This week I held a staff retreat for myself and my team of three that supports Align and Profit. The retreat was a night and day difference from the one I held last year. Before I share about how great it was, let me just contrast. The last time I had a staff retreat, I was exhausted! I’d had a client retreat and 3 VIP Days prior to putting on the hat of the leader of my company. I wasn’t present to exactly what I wanted as an outcome.
I also didn’t have all of the right people on my team. At some level I knew it and I was hoping it would go away. 🙂 I was hoping the idea of a “retreat” would magically transform the person who I was clear didn’t “get it” into someone who did.
Funny, right? I’ve done this in dating, too, by the way. 🙂
When someone shows you who they are, believe them the first time. Easy to say, harder to act on. You’ve got to get the right people on your team.
I also had a big long list of stuff I wanted to “crank out” while we were together, because I thought perhaps our time in person would help make up for any communication gaps we had in the normal running of the business. Oops!
The Difference Time and Learning Can Make
This time, I was sure to:
- Give myself some down time before our retreat.
- Release anyone on my team who I knew didn’t “get it” about where we are heading. (Yes, I fired someone again. No, it doesn’t get easier.)
- Bring in the right energy and commitment level to my team (more on that in a minute).
- Create big picture intentions for the day that were clear and strategic umbrellas over the bulk of what we are doing, knowing that anything that needed to get done after our day together, would, because that is how we roll.
- Think about each individual on the team and what I’d like from them, and how to engage them based on who they are and what they most want.
- Give each team member prework that was personal to them: Recent learning, why they are there, what they most want to create, what they most want to leave behind.
These are some great tips I’d give to anybody who has a team. But here is the biggest one:
Remember Where You Came From
Before you get your team in a room and take on the role of leader of your company, take a minute to remember where you came from. Or, really, why you are in business in the first place.
[Your why should be clear every day in your marketing, by the way. :)]
It is amazing how I see people’s “why” fly out the window the moment they put their “boss” hat on. Every insecurity surfaces in this role… (all fall under the hats of Circumstance Cindy, Accepting Annie, or Patty Proven… perhaps a future article.)
It’s important to take time to reground yourself in why you do what you do and how it applies to your team. There’s nothing like being in alignment to create a strong work environment.
You Can’t Buy Loyalty
As I worked with my team this week, I was moved to tears on multiple occasions by who they are and what they contribute. They completely “get it.” They know where we are going and why, and have committed to living the principles that our company embodies, as I have. They learn as I teach, and courageously apply the principles to uplevel their own lives.

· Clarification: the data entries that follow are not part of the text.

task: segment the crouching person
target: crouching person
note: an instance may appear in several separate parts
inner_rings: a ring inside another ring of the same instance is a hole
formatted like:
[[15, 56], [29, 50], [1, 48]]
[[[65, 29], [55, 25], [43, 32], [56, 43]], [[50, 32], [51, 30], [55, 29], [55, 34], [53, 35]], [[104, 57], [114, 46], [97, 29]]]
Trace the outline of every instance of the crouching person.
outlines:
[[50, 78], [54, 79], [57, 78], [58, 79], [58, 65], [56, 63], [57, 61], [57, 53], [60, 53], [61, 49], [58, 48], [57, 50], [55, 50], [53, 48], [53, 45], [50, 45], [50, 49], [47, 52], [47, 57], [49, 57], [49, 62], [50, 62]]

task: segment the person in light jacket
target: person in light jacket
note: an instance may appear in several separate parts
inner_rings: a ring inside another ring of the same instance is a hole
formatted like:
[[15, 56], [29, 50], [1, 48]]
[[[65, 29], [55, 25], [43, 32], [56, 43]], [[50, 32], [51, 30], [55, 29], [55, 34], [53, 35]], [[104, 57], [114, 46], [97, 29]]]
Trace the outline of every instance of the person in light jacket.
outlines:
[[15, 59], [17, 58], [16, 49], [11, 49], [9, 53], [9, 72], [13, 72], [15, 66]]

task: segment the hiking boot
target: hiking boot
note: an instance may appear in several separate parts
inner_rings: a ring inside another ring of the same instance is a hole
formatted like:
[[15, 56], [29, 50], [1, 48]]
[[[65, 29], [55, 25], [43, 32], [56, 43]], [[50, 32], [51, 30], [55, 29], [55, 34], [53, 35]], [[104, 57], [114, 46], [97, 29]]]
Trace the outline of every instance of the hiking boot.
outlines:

You can’t buy that level of commitment, you can only inspire it. You can’t inspire it in the wrong people. But attract the right people, declare and live your principles, and they will reflect it right back to you, holding you to your own standard! It’s a beautiful thing.
The Seeds of My Why
When I sat in a coach training program in 1998 in my corporate job, the message that was revealed to me in my own inner knowing went something like this:
People are pretending to be what their boss, coworkers, or team members want them to be so they can get paid, look good, be impressive or otherwise get their egos fed.
What if people could feel free to be themselves in their work? What else might be possible?
This insight has driven me every step of the way from the moment my business first opened its doors. And this is what I bring to my team. It is what I am committed to modeling for them – it has to be.
We have a handful of principles by which we are committed to operating. In short, we live what we teach, and we communicate if something happens through which we don’t or can’t.
What Moved Me
What moved me so strongly in my meeting is that, while I am not perfect, I have succeeded in creating an environment for my team in which I want to work… which addresses the two major issues I had when I worked in corporate.
1. | We bring no pretense. |
We are who are, we say what we mean, and we don’t hold back or make stuff up to make each other happy, or comfortable, or impressed. We can create and build into something bigger than any single one of us imagined because we bring our full selves to the table. | |
2. | We do work that matters. |
Our work and results as a team, and the work and results our clients create, inspire the heck out of us every day. We don’t have to convince ourselves it matters, it really does. To us. It’s in natural alignment with who we are. (I used to try to find a way to get passionate about engineering new packages for flavored, colored, sugar-water, if you can believe that!) |
It can be scary.
As you begin to create a team that is inspired by you, committed to you, and relying on you to show up every day, as you, it can feel like a lot of responsibility. It is. I am ultimately responsible for every outcome my company experiences. All of them. No matter who took the action. I am the source.
This is why so many aspiring entrepreneurs don’t leave start. They are uncertain of their ability to be the source of a movement that reaches millions, and provides income for a thriving team. But, if you see the vision it won’t go away. No one else is going to do “your thing.” It has to be you.
How cool is it that you can pay people to be on board with “your thing,” so “your thing” can grow? Visualize your future staff retreat. Who do you see around the table? Why are they thrilled to be working with and supporting YOU? Now, go out and make it happen!